父亲走的那年冬天,照相馆后屋的红灯就没再亮过。我接手的时候,玻璃柜里还压着他最后没交的活儿——一张褪成灰白的结婚照,新娘的衣摆糊成一团雾。我本来在外头做别的营生,回来不过是想把铺子盘掉,可不知怎么,就留下来,留成了给黑白照片手工上色的人。
头一位客人是巷口拄拐的周伯。他把那张照片推过来,枯指敲了敲相纸里的人:“她那年穿的是红,正红的那种,像腊月里晒透的辣椒,隔着几十年我还记得烫眼。”他说他记不清脸了,只死死记得那身红。我调了三天颜料,试了七遍才敢下笔。

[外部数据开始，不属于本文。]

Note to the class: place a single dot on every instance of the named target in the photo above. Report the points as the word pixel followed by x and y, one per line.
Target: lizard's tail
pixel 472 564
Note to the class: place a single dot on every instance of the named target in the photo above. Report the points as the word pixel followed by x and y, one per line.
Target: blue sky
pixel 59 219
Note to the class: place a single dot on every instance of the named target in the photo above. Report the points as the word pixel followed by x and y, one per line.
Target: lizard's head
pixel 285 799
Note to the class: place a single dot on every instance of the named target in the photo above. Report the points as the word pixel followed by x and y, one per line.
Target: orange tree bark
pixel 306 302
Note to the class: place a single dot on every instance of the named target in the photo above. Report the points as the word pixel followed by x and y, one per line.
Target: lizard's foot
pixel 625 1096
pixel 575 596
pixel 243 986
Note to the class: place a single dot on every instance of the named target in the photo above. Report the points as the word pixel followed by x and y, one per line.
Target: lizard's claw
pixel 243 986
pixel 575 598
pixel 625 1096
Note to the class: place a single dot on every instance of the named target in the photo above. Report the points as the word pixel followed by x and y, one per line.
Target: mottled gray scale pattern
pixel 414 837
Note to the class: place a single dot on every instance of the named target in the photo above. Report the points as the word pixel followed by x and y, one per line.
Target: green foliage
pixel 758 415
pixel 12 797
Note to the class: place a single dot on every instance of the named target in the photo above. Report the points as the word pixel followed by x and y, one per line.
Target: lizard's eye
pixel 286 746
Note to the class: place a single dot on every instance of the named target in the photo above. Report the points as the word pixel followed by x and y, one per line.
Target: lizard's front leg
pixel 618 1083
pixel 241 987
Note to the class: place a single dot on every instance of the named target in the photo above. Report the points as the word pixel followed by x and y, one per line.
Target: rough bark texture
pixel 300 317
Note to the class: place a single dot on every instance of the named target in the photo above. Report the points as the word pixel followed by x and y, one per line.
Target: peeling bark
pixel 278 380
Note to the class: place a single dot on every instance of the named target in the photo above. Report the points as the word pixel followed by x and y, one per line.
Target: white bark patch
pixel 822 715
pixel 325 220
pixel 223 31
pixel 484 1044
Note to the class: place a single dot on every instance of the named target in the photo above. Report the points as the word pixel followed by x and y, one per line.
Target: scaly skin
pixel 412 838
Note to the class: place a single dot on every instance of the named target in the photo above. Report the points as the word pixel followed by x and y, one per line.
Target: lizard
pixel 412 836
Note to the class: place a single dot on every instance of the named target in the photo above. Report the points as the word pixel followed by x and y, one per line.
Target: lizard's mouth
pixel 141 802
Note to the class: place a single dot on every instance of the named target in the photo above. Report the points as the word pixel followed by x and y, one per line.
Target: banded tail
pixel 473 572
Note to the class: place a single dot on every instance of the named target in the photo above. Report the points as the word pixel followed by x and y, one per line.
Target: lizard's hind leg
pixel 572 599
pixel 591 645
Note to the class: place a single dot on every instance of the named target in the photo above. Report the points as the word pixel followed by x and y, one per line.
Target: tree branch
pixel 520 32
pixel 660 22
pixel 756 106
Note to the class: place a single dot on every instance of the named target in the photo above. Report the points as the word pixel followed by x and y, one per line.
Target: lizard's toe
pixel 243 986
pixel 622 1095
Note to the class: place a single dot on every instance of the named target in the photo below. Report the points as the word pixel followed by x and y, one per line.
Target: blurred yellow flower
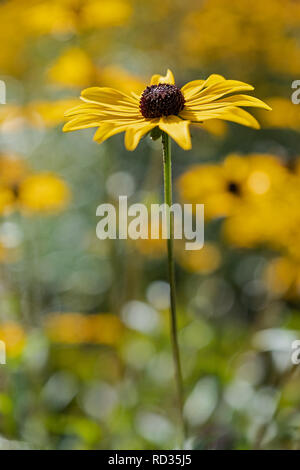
pixel 13 170
pixel 43 192
pixel 225 187
pixel 242 35
pixel 76 328
pixel 284 114
pixel 14 338
pixel 7 200
pixel 282 277
pixel 73 68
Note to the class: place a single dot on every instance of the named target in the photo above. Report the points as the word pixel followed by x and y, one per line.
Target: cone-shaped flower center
pixel 161 100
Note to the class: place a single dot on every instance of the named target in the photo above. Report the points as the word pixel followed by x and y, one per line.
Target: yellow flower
pixel 224 188
pixel 77 328
pixel 43 192
pixel 164 106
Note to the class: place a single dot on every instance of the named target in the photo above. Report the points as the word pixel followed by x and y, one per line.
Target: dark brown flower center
pixel 234 188
pixel 161 100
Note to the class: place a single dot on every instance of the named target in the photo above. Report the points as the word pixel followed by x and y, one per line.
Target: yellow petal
pixel 82 122
pixel 245 100
pixel 216 91
pixel 177 129
pixel 233 114
pixel 108 96
pixel 191 88
pixel 169 79
pixel 108 129
pixel 134 134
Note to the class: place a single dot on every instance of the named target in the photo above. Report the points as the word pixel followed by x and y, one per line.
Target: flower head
pixel 165 106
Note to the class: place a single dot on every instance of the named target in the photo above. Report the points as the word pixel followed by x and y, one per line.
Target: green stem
pixel 166 145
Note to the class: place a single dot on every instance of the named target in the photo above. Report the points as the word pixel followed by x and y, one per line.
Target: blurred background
pixel 85 321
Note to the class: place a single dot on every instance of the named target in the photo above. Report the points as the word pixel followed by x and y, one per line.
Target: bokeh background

第一笔触上去,周伯忽然噤了声,凑得很近,盯着相纸看了半晌,最后只说了一句“对,就是这红”,眼眶就红了。
慢慢地,街坊都知道巷尾有个能补旧色的姑娘。来的人各揣各的心事。三楼的阿婆要我补一张全家福里早夭的幼子,说“就想让他脸上别总是灰扑扑的”;对面修车的大哥拿来他爹参军前的独照,反复问“我爸那天到底笑没笑”。我这才懂,上色从来不只是技术。你得揣摩照片里那人是急性子还是慢郎中,猜那天的光从哪扇窗斜进来,猜拍照的人手是不是在抖,猜画面外还站着谁、谁最终没能进框。一笔靛蓝下去,整个闷热的夏天就回来了;一道压暗的檐影,屋檐下的沉默也跟着落下来。我替别人补全记忆,也在这些委托里,看见一桩桩被时光冲淡的人生。

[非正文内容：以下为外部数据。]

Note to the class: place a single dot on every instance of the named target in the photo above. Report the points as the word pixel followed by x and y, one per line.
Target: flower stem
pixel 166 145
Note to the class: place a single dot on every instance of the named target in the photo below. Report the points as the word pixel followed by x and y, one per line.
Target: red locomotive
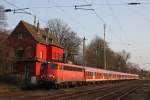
pixel 38 60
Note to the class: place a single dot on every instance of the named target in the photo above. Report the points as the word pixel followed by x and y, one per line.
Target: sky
pixel 127 26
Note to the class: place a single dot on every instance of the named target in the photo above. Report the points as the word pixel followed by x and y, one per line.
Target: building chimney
pixel 38 27
pixel 47 30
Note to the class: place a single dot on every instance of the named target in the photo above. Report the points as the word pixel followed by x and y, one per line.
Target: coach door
pixel 27 74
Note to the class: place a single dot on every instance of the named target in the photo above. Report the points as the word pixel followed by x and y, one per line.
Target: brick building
pixel 31 46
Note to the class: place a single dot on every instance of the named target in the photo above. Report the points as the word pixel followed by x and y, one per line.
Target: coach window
pixel 54 66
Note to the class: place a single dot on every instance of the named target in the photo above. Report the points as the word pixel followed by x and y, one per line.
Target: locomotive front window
pixel 54 66
pixel 43 66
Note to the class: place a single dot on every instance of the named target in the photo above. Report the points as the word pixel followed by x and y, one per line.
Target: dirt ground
pixel 142 93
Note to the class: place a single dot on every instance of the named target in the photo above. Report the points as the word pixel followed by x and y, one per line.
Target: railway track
pixel 95 91
pixel 118 94
pixel 79 94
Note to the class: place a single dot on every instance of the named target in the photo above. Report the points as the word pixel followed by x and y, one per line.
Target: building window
pixel 19 52
pixel 20 36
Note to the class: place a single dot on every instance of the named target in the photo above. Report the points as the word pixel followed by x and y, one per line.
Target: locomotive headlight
pixel 51 75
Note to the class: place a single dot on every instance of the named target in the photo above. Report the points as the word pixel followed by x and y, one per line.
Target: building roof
pixel 38 34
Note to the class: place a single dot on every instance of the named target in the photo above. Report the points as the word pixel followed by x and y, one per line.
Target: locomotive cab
pixel 49 73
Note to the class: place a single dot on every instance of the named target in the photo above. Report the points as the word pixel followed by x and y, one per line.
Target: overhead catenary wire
pixel 116 20
pixel 13 5
pixel 103 21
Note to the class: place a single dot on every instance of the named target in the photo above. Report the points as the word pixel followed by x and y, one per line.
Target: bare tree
pixel 2 18
pixel 95 53
pixel 65 37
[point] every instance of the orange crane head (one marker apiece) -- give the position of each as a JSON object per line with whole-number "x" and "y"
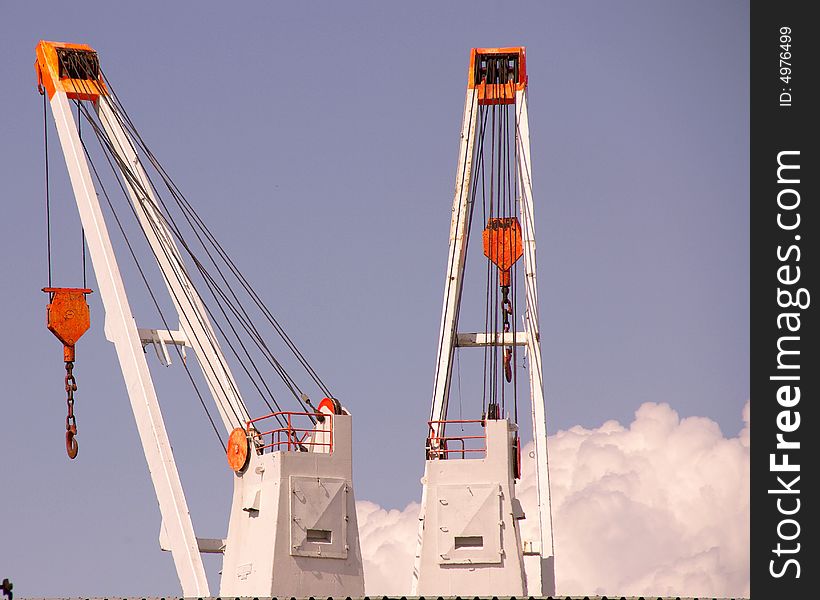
{"x": 68, "y": 317}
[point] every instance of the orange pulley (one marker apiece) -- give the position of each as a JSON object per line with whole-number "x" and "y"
{"x": 68, "y": 318}
{"x": 502, "y": 245}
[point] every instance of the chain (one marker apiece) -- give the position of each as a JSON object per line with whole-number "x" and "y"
{"x": 506, "y": 310}
{"x": 70, "y": 420}
{"x": 506, "y": 306}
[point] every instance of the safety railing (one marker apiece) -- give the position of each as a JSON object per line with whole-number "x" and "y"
{"x": 470, "y": 442}
{"x": 296, "y": 432}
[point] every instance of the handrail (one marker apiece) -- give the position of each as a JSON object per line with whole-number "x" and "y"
{"x": 437, "y": 445}
{"x": 290, "y": 438}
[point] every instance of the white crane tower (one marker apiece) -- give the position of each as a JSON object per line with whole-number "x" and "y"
{"x": 469, "y": 539}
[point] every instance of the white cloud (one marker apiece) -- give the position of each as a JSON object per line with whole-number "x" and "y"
{"x": 660, "y": 508}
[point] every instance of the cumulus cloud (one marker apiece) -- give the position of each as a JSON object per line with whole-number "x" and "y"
{"x": 660, "y": 507}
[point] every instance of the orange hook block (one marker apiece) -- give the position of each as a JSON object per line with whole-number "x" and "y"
{"x": 502, "y": 245}
{"x": 68, "y": 316}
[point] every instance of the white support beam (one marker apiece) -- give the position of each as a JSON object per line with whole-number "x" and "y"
{"x": 539, "y": 420}
{"x": 459, "y": 228}
{"x": 479, "y": 340}
{"x": 163, "y": 336}
{"x": 193, "y": 318}
{"x": 122, "y": 331}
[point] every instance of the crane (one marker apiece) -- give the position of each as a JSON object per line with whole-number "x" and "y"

变故来的那天没什么征兆。一个二十出头的年轻人怯生生推门,递来一张无名旧照,背面空空,只说“帮我看看我妈年轻时什么样”。照片里是个扎两条辫子的姑娘,站在照相馆的布景前——那布景我一眼认得,是父亲当年亲手刷的西湖断桥,假山用泡沫雕的,桥栏的漆掉了一半。我翻出落灰的老账本,在某一页的夹缝里找到了那个名字。顺着往下查,牵出来的却不是别人的故事,是我自己从没听过的:原来我母亲年轻时,也曾在那块布景前站过,被父亲收进了一只始终没冲洗的暗盒里。

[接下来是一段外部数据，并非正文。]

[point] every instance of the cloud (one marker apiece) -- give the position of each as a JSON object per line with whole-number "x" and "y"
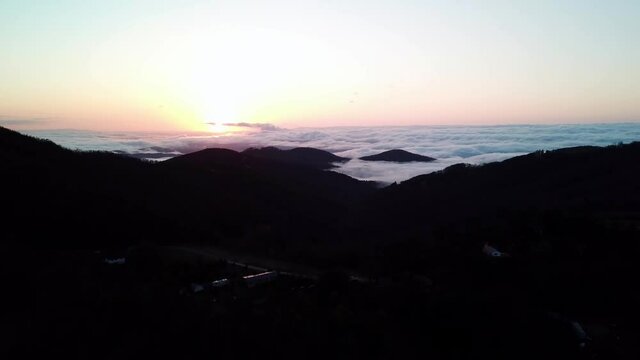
{"x": 448, "y": 144}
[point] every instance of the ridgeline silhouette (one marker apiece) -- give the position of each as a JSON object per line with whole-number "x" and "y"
{"x": 397, "y": 155}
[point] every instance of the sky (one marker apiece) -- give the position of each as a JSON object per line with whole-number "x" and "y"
{"x": 152, "y": 65}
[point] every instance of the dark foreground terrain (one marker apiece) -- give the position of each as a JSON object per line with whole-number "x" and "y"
{"x": 264, "y": 253}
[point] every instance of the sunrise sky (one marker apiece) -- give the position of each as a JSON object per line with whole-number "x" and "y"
{"x": 180, "y": 65}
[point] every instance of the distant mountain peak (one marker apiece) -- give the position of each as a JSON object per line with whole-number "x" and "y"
{"x": 397, "y": 155}
{"x": 304, "y": 156}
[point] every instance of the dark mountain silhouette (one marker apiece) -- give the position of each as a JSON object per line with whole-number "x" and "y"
{"x": 569, "y": 220}
{"x": 315, "y": 158}
{"x": 397, "y": 155}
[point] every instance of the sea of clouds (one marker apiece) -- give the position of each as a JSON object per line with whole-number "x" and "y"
{"x": 448, "y": 144}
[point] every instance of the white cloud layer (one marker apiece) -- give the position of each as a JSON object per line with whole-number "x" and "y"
{"x": 448, "y": 144}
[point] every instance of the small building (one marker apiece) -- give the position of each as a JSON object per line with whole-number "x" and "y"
{"x": 256, "y": 279}
{"x": 493, "y": 252}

其实深夜,照相馆的红灯又亮了。我把父亲留下的那张空白底片夹进片夹,第一次没有客人,也没有委托。我慢慢调出一点暖黄,给一个我只在别人只言片语里听过的笑容上色。灯还亮着,窗外是睡熟的城市,而我的母亲,终于在相纸上,朝我笑了一下。